2 feet! Just how many tanks you plan on setting up, lol. Just kidding. I am sure it serves another purpose. Way to make good use of resources you already have though. Dirt in any form has pretty good cation. I like the MG because it basically recharges itself over time. For a low tech or med level tank, this is a plus. High tech tanks would use the nutrients at a faster rate before everything has a chance to recharge.


----------



## fishbone11 (Sep 11, 2014)

flight50 said:


> 2 feet! Just how many tanks you plan on setting up, lol. Just kidding. I am sure it serves another purpose. Way to make good use of resources you already have though. Dirt in any form has pretty good cation.
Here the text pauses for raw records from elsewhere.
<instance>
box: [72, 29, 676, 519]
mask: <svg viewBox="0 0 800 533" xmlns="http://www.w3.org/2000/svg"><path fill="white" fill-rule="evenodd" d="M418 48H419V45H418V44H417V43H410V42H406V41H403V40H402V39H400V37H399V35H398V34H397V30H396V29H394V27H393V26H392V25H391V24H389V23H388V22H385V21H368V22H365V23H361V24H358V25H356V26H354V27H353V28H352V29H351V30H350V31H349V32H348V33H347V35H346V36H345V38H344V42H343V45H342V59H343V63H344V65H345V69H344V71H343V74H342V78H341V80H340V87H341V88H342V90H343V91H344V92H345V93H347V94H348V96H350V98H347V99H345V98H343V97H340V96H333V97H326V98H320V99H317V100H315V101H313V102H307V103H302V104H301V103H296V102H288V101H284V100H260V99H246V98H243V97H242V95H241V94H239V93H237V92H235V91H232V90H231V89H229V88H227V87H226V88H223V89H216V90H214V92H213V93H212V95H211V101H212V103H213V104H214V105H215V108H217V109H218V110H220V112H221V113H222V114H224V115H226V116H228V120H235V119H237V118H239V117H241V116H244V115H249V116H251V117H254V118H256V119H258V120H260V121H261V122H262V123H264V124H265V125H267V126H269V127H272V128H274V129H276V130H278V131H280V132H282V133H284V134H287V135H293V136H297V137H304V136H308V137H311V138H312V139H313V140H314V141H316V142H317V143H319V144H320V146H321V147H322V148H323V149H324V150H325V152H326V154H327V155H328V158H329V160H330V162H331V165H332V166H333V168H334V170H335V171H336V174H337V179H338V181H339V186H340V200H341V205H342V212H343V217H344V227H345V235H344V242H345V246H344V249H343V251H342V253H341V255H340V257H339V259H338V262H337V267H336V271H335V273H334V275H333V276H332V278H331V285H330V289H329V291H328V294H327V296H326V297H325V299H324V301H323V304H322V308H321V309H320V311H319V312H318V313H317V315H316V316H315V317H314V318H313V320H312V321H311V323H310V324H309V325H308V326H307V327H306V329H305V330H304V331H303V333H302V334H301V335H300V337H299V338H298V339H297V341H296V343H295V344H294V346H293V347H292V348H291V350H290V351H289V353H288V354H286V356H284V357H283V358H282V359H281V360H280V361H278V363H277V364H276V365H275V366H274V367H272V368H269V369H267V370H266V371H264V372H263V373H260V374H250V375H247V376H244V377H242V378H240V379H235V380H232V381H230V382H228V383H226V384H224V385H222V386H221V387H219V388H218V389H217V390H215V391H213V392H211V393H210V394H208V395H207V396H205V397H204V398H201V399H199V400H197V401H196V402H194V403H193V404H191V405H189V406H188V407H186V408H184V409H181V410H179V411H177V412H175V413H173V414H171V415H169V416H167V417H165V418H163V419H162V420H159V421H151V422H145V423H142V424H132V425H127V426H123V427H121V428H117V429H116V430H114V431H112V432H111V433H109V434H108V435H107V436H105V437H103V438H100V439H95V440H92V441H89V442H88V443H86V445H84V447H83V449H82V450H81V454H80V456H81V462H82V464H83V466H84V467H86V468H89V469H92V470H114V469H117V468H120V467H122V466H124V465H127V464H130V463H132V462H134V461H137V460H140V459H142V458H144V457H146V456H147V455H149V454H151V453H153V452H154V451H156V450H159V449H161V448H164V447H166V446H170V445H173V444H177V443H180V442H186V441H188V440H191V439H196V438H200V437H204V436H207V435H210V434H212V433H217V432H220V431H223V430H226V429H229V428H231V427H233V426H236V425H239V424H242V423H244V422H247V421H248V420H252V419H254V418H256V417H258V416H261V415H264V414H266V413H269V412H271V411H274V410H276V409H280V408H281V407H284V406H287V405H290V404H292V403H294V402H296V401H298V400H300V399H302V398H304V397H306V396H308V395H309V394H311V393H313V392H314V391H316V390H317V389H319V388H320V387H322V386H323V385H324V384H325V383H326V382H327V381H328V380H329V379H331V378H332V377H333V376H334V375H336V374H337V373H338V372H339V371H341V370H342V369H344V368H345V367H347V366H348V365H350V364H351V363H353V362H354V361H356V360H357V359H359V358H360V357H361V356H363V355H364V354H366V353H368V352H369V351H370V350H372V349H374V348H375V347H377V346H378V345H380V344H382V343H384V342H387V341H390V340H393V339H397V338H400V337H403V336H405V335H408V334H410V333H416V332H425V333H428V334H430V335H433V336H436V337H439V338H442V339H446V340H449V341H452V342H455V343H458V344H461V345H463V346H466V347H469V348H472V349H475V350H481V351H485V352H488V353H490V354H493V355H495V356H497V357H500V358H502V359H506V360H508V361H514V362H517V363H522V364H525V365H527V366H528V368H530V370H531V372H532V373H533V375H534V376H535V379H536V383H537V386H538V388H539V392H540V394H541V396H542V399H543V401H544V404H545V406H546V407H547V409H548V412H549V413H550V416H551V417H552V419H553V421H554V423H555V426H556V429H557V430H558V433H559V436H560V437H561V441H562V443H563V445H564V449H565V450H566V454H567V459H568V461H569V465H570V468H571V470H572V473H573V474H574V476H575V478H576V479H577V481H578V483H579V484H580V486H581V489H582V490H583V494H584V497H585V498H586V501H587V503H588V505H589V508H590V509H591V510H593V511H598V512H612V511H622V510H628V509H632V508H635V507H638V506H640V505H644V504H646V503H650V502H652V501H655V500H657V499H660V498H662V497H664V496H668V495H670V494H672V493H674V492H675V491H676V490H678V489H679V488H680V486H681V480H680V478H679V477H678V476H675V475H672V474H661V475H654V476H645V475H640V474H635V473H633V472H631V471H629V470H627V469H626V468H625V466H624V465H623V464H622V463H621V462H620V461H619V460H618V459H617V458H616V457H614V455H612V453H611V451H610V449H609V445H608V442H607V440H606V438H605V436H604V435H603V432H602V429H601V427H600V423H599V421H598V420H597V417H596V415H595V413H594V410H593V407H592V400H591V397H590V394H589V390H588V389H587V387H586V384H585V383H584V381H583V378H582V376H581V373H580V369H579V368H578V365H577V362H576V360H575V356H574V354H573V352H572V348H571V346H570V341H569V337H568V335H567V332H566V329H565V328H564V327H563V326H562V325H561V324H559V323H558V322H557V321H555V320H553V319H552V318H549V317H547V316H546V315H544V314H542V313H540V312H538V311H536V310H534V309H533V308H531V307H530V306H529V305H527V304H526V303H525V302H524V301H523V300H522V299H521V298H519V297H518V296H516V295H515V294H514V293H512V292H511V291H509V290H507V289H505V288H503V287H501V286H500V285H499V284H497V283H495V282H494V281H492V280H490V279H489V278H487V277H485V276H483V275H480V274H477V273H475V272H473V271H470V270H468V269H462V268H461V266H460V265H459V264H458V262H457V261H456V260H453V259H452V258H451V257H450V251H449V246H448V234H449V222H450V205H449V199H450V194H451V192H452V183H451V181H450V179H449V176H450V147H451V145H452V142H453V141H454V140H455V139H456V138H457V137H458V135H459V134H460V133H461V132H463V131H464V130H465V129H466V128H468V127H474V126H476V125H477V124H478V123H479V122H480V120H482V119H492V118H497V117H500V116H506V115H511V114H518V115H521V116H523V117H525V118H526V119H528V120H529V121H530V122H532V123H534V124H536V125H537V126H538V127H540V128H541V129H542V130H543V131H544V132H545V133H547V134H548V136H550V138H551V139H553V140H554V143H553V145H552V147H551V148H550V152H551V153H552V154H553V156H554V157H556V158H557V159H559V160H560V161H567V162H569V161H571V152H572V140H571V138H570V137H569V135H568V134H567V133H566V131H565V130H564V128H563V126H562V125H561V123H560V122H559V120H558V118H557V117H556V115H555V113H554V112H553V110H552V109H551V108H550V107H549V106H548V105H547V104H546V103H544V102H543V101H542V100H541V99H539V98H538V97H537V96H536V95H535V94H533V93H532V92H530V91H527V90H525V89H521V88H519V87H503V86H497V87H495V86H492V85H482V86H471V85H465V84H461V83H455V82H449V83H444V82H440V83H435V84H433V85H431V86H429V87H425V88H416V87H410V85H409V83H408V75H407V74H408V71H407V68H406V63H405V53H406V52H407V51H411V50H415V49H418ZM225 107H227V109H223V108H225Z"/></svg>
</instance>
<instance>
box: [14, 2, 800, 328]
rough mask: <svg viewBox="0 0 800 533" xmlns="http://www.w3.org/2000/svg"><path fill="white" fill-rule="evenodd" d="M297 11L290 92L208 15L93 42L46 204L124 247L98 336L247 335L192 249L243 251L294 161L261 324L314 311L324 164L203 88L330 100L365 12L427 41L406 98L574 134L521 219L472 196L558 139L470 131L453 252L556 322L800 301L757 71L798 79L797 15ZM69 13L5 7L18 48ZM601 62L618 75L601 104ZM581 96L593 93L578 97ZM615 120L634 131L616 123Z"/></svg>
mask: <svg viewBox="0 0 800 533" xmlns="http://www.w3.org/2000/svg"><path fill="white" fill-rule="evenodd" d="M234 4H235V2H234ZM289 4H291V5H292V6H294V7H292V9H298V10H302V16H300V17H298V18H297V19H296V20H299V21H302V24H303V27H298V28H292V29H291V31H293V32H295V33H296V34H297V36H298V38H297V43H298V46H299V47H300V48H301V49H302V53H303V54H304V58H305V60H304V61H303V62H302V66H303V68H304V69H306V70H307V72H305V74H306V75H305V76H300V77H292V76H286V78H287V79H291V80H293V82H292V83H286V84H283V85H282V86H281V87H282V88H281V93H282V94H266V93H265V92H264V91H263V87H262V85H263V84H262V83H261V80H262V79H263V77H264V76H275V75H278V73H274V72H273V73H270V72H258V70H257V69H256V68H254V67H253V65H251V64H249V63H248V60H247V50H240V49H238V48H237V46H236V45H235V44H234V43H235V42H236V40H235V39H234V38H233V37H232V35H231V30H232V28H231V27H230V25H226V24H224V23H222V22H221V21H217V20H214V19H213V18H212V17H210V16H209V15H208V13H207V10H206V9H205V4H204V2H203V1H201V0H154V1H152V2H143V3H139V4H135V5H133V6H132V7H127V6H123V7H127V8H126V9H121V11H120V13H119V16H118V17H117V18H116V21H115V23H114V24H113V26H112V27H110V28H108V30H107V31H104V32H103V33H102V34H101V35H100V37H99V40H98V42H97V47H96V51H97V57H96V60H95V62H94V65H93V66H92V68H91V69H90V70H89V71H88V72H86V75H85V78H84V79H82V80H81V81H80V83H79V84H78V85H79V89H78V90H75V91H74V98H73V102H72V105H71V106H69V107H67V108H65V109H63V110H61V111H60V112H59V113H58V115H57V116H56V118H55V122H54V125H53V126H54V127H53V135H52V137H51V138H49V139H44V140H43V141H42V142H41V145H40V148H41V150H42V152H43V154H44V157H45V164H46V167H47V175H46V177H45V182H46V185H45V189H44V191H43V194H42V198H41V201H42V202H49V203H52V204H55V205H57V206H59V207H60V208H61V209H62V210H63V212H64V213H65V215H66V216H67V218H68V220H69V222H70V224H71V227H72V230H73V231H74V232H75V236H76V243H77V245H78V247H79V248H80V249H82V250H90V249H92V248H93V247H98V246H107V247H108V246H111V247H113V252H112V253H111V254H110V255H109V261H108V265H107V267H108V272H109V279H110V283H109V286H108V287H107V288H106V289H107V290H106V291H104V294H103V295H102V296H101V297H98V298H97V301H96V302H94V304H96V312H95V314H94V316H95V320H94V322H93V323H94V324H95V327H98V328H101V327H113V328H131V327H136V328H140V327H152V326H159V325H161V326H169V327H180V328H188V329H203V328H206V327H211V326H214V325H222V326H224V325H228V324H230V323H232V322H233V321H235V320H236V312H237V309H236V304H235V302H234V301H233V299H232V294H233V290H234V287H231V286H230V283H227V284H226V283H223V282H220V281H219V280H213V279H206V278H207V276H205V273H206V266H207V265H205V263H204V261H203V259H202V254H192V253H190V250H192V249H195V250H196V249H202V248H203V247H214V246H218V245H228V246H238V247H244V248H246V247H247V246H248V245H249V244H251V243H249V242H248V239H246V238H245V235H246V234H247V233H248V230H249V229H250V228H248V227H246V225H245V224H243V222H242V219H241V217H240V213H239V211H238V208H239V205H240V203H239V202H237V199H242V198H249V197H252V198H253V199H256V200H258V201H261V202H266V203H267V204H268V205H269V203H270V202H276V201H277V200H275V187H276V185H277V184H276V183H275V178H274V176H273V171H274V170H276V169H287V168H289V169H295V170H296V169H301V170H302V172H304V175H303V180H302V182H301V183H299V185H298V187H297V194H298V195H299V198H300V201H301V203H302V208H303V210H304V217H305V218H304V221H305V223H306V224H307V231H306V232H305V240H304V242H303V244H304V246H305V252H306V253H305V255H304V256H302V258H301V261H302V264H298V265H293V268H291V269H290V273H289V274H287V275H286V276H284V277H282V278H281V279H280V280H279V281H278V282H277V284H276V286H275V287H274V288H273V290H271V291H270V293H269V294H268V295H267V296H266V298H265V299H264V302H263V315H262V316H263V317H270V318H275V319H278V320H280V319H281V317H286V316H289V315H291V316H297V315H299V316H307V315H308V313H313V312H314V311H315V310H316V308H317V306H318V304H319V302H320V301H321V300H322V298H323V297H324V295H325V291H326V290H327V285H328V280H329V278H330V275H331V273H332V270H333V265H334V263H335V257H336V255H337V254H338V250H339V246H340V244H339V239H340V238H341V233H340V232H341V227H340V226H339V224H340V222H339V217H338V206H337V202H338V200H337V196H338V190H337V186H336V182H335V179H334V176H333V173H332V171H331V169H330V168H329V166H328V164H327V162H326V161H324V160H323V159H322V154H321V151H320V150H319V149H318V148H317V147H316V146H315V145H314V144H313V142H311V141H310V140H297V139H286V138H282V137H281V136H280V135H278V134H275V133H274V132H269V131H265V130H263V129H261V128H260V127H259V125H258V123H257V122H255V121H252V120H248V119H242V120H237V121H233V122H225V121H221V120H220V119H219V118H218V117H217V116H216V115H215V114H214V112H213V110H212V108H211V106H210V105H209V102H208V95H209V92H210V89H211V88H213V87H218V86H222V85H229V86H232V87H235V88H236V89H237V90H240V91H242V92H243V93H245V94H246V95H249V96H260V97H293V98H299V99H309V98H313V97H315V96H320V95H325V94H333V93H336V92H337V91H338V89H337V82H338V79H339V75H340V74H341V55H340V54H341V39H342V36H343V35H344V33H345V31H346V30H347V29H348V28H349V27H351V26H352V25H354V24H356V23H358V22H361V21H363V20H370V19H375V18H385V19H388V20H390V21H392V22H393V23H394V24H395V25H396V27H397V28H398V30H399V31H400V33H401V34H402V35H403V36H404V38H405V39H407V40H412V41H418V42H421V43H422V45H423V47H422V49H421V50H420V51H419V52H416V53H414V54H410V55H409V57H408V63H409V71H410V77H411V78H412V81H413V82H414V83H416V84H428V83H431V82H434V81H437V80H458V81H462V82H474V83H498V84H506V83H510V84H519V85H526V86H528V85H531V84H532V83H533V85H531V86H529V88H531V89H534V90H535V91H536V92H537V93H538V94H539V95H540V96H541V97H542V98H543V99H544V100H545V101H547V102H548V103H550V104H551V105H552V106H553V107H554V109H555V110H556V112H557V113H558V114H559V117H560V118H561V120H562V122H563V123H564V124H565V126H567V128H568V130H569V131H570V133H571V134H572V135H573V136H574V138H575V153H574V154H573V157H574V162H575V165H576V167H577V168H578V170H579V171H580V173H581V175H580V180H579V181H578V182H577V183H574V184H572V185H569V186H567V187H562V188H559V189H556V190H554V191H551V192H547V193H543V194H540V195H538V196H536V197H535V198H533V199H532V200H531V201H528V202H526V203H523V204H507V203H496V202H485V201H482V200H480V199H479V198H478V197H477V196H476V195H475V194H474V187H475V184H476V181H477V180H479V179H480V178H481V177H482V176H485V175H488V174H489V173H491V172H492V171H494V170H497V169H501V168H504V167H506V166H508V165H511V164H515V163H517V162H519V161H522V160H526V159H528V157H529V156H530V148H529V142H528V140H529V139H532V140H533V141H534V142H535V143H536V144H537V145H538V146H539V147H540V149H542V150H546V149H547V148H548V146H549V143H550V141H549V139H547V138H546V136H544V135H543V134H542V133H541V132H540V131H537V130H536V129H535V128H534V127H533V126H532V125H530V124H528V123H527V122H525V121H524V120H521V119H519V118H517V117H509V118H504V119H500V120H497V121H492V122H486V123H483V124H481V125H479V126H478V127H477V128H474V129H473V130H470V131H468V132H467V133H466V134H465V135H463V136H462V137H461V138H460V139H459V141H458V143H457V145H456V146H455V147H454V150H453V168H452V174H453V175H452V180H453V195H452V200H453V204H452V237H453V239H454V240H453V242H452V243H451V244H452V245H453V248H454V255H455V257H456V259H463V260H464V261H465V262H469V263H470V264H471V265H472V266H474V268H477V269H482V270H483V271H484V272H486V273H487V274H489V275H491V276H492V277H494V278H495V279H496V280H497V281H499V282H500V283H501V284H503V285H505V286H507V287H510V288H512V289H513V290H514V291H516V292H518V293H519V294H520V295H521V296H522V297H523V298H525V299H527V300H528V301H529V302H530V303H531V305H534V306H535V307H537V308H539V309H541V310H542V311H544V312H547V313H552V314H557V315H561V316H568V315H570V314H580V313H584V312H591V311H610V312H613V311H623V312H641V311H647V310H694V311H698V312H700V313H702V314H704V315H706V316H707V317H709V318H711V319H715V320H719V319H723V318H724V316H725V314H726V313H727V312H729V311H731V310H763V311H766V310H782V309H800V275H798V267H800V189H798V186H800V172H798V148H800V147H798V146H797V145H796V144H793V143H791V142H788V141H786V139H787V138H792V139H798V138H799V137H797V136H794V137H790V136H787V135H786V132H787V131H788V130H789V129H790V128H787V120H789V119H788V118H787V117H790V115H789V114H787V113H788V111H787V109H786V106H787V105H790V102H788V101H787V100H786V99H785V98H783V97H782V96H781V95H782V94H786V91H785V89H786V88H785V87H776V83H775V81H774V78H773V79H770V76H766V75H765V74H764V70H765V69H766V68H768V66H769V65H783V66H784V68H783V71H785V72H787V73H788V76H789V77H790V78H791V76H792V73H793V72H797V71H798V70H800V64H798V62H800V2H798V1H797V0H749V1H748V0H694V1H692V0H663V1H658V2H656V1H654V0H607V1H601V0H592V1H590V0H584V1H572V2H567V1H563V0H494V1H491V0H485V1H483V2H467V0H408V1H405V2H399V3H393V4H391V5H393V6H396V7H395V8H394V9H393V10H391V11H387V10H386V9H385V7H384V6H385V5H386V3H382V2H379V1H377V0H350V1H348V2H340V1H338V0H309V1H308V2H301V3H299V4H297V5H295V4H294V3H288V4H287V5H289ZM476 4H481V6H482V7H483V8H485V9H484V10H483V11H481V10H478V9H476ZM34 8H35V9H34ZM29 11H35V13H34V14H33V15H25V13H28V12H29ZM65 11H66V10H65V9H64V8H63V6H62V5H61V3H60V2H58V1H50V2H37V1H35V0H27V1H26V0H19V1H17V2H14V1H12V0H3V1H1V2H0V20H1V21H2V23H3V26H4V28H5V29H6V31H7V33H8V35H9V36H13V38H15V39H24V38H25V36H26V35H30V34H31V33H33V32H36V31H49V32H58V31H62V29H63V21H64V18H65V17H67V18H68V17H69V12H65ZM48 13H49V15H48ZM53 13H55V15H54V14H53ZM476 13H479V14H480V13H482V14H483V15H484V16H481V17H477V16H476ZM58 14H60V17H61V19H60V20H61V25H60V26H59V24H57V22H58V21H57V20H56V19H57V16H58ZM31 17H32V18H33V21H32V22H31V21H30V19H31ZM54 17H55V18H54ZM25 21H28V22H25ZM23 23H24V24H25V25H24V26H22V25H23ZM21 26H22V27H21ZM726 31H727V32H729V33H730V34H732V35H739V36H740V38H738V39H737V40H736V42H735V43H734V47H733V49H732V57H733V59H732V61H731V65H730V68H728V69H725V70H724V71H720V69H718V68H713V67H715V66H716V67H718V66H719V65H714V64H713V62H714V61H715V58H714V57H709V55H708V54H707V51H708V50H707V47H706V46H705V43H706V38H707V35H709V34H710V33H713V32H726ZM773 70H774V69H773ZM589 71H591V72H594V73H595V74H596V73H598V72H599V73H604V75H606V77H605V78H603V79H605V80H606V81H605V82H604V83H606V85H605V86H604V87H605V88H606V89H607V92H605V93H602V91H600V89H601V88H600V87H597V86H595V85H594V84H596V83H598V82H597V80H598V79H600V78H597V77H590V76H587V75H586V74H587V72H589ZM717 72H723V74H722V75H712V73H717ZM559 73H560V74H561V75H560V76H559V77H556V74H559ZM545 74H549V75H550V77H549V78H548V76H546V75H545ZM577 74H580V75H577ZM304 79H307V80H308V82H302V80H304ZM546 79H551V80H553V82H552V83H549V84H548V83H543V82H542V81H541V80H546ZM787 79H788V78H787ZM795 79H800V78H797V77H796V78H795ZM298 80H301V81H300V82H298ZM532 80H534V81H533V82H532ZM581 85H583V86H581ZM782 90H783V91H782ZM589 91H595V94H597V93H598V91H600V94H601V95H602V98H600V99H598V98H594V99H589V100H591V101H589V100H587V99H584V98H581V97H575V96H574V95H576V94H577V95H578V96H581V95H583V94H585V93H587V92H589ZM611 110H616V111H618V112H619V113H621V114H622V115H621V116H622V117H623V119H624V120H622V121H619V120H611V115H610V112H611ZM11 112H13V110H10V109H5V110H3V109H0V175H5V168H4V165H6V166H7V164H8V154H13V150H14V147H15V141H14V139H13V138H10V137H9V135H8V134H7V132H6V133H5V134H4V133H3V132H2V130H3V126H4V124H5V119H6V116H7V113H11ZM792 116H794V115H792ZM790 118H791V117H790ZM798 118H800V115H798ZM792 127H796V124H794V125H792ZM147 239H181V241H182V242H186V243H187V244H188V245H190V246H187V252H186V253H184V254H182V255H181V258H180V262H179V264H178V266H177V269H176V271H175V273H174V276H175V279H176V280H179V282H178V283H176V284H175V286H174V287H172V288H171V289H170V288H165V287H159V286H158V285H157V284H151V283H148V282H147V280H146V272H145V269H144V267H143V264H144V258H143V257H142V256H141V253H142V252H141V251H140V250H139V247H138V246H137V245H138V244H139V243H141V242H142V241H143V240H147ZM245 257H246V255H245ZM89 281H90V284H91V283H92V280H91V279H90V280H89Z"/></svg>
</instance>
I like the MG because it basically recharges itself over time. For a low tech or med level tank, this is a plus. High tech tanks would use the nutrients at a faster rate before everything has a chance to recharge.


Two feet ???? No wonder there is water all over the floor.:wink2:
Two inches works much, much, better.


----------



## robchang (Oct 12, 2015)

Zapins said:


> It is a proper soil with some organics, some clay and some sand. It is not a pure organic substrate like miracle grow.
> 
> I'd guess the % organics are 30-40% and the rest is clay/sand which helps hold the nutrients in place for many years.
> 
> ...


Hmm this is interesting info...I know that Diana Walstad had favored MCOG because being organic there wasn't a dump of synthetic fertilizers into the water column...do you have any data (even if it's just anecdotal) that shows that the top soil you use is not as hot? I just got a bag of MCOG a while a go unopened and would be interested in switching especially if there is clay in the TS for higher CEC.


----------